Why is the proposition underlying this – the need for liberal arts and humanities students to have available a technical education available to them – socially useful?  This is not about the needs and skills of the lower tier schools; it is obviously silly, whatever one thinks of the “fewer kids to college” thesis, to suggest that students with 2100 SATs not go to college.  The first thing this helps socially is the need for more people who have some technical exposure in SMET fields, even if they are not going to be the world-class technical people and even if they do not intend to “do” those areas as their full job.  They can do the basic math, they can communicate with the genius-level technical people, they can understand the language and the issues at a decent level – these are not innumerate people.  But they won’t be the students that the SMET departments want at the highest level universities.

There’s something weird about inducing a nearly complete disconnect between the technical students and the humanities students, when they are all pretty smart.  But what the humanities and liberal arts students need is a Yale history education – and a state polytechnic education in one or another technical field.  It is not the case that there is no value in a mid-tier technical education; we have whole ranges of schools that teach at those ranges – the problem is, those departments are not accessible to students at Vanderbilt, Northwestern, Duke, Rice, etc.  We are absolutely not socially well-served by brilliant students who have carefully, rationally, and prudently not studied anything other than history, English, politics and government, international relations, etc., for fear of getting less than an A-.  They are brilliant and will probably do well in law or business school – and we would be better off if they had some undergraduate training that told them in a real way about petroleum geology or computer programming languages.
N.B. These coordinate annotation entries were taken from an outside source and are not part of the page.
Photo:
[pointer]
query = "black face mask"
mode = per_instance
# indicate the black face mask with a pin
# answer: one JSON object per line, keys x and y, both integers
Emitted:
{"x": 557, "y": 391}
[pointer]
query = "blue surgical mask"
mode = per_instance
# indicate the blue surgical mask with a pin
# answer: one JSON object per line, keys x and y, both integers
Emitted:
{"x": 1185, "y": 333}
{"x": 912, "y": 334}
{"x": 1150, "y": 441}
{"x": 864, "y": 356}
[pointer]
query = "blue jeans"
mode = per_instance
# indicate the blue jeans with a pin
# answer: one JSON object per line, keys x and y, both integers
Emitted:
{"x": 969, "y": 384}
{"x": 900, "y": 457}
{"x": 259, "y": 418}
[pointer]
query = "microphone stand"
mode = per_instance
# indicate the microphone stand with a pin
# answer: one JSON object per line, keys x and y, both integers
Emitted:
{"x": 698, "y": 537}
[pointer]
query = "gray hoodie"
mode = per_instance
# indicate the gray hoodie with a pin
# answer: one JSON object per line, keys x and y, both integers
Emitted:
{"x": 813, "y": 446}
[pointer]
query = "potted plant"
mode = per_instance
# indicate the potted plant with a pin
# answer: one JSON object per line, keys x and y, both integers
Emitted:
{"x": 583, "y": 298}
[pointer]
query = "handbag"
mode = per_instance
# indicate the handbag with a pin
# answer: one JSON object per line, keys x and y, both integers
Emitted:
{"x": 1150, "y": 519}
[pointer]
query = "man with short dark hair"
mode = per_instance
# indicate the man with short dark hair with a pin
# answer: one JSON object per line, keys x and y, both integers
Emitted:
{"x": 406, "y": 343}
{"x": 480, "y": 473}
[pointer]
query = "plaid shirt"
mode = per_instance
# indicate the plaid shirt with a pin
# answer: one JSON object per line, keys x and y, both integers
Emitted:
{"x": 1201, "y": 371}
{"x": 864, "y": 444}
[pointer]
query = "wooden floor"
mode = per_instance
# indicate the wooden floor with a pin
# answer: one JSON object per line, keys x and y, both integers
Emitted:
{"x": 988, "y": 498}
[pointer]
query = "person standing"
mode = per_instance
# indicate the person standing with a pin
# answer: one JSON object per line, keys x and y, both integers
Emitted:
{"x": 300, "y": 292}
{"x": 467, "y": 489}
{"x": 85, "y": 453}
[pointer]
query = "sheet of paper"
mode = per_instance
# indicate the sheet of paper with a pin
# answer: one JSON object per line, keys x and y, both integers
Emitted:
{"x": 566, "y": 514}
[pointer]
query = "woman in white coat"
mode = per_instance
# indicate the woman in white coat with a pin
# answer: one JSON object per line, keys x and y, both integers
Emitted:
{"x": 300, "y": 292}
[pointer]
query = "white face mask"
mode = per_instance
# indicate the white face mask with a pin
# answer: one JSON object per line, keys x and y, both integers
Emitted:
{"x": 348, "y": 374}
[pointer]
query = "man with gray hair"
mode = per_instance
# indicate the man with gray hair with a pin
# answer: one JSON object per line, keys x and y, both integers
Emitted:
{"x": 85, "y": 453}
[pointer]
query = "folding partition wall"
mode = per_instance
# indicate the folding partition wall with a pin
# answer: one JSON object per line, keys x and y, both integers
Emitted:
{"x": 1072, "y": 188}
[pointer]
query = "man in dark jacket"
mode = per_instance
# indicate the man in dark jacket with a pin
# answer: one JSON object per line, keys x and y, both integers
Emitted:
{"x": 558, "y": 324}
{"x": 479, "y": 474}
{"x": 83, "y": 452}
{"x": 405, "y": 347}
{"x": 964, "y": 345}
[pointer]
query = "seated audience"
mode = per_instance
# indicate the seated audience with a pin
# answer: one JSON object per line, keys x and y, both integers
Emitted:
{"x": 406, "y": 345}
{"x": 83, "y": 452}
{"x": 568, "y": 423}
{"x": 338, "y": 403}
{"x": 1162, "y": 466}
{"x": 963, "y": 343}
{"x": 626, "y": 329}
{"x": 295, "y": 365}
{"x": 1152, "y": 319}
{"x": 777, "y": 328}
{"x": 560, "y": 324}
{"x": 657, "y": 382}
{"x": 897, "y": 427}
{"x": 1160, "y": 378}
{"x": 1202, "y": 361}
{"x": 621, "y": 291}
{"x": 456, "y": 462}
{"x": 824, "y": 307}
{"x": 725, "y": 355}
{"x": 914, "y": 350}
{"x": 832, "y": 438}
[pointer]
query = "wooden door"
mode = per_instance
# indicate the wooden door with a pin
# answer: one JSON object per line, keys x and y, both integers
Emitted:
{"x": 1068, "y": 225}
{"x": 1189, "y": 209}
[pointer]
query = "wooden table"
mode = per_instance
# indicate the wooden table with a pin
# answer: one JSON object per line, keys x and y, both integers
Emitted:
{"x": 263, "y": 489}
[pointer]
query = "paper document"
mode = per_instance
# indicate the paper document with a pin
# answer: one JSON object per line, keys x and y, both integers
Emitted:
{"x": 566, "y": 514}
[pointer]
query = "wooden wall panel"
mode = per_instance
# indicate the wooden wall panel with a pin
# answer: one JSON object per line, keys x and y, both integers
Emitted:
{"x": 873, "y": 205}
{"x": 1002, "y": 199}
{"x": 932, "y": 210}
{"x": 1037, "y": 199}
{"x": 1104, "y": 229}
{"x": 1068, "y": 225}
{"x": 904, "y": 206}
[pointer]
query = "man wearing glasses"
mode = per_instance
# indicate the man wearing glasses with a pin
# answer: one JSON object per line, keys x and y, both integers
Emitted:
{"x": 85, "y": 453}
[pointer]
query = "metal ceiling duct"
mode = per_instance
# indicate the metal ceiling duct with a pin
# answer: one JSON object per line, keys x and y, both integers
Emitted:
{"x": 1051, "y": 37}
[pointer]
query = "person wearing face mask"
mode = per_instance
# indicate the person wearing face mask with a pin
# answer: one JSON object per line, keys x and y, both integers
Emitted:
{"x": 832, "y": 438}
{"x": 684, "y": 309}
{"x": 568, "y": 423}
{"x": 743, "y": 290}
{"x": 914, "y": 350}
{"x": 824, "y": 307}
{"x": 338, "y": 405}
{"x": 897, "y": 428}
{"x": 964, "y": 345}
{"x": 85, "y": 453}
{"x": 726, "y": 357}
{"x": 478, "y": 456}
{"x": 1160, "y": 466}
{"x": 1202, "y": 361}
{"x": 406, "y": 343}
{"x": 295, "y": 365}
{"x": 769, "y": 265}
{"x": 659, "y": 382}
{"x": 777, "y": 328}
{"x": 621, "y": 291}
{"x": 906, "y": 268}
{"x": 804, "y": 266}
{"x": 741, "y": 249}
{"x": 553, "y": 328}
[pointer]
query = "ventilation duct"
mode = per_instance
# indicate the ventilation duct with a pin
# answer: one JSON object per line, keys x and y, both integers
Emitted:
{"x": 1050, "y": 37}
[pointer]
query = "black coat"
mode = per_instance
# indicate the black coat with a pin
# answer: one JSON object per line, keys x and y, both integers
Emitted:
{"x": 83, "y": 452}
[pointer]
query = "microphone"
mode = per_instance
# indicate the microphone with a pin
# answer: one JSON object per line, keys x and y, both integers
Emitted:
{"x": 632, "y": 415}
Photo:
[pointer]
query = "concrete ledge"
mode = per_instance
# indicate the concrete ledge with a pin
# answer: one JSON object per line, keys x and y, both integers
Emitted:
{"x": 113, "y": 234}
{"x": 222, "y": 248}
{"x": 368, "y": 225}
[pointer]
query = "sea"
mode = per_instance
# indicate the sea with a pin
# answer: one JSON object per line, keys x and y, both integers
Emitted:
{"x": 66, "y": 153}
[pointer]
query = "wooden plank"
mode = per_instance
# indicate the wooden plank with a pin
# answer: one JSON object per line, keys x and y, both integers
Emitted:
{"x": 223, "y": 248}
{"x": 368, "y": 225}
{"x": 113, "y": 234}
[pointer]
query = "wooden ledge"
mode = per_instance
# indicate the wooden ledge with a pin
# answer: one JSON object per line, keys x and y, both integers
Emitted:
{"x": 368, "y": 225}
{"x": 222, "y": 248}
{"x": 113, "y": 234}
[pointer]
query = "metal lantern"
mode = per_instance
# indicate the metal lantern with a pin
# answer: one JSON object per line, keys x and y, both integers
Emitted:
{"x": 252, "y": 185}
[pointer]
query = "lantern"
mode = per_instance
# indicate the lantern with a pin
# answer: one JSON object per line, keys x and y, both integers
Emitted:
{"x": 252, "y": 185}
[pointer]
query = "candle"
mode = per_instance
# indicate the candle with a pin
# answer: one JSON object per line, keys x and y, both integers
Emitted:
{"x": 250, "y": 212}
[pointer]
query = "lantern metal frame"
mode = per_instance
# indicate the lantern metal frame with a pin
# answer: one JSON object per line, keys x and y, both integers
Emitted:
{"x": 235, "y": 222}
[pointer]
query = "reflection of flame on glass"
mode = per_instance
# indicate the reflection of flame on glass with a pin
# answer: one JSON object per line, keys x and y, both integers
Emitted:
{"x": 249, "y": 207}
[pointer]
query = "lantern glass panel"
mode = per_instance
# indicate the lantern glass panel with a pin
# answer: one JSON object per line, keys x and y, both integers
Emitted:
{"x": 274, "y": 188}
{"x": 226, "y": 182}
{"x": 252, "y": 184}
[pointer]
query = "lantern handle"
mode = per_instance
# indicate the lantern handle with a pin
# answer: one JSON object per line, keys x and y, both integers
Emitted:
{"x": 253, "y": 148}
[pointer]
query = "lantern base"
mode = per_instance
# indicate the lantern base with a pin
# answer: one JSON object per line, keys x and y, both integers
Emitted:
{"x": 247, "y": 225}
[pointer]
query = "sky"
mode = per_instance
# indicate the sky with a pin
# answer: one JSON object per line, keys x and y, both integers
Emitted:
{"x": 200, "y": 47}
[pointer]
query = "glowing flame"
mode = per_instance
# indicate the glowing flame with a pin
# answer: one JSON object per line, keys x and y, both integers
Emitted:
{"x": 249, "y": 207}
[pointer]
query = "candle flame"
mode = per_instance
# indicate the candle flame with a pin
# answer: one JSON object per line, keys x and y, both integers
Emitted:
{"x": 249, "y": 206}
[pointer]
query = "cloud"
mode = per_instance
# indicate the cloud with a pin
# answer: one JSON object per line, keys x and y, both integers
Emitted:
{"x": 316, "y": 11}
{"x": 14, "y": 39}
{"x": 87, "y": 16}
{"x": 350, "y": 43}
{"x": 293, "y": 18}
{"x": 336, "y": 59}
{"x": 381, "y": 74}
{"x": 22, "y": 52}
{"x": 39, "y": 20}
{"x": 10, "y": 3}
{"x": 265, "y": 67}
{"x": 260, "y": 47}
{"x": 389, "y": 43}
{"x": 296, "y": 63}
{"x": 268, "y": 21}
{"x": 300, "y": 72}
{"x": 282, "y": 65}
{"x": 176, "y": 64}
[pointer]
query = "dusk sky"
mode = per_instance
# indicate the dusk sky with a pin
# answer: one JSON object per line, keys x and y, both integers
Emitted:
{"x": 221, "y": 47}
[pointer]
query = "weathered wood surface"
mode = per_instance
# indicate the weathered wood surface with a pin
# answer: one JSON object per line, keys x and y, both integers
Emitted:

The complete disconnect  that the incentives of university, department, and student create – leaving college knowing nothing whatsoever about a technical field – that’s a profound waste of resources when that student goes out into society and tries to get a job.  Sad and frankly crazy: the freshman I knew who wanted ultimately to go to law school, but thought she might also be okay, okay but not great, at basic programming – but simply could not even catch up to where the students were in the basic class at her top university.  She was perfectly bright and would have done well in this at a lesser ranked school; but she would never get this technical exposure.  This is crazy because we need people like her to go into management, etc., but with a technical exposure to go with their top-tier liberal arts background.

This presumes that there is value in the skills of analytic reading and writing, communication, logic, interpretation, and so on conveyed by the humanities and liberal arts.  It is quite true that these fields have more or less self-immolated in the course of the last few decades, and there is good reason to ask how much in the way of traditional skills in logic, rhetoric, or analysis they actually convey.  I agree it is a major problem, and I’ll leave that for another post on higher education.  But philosophy and intellectual history still retain their rigor, and whatever the road back to rigor for the others, we are not better off by abandoning the humanities and liberal arts.  People in the technical fields impute far too much magic to their disciplines; and they should remember that in a complex, specialized commercial economy, it is entirely possible to train too many engineers.  In any case, we are creatures of society and culture, even in a technological society, and those social disciplines, however debased, are important for their own sake, as well as serving, at their best, for transmitting forms of analysis that can’t be got any other way.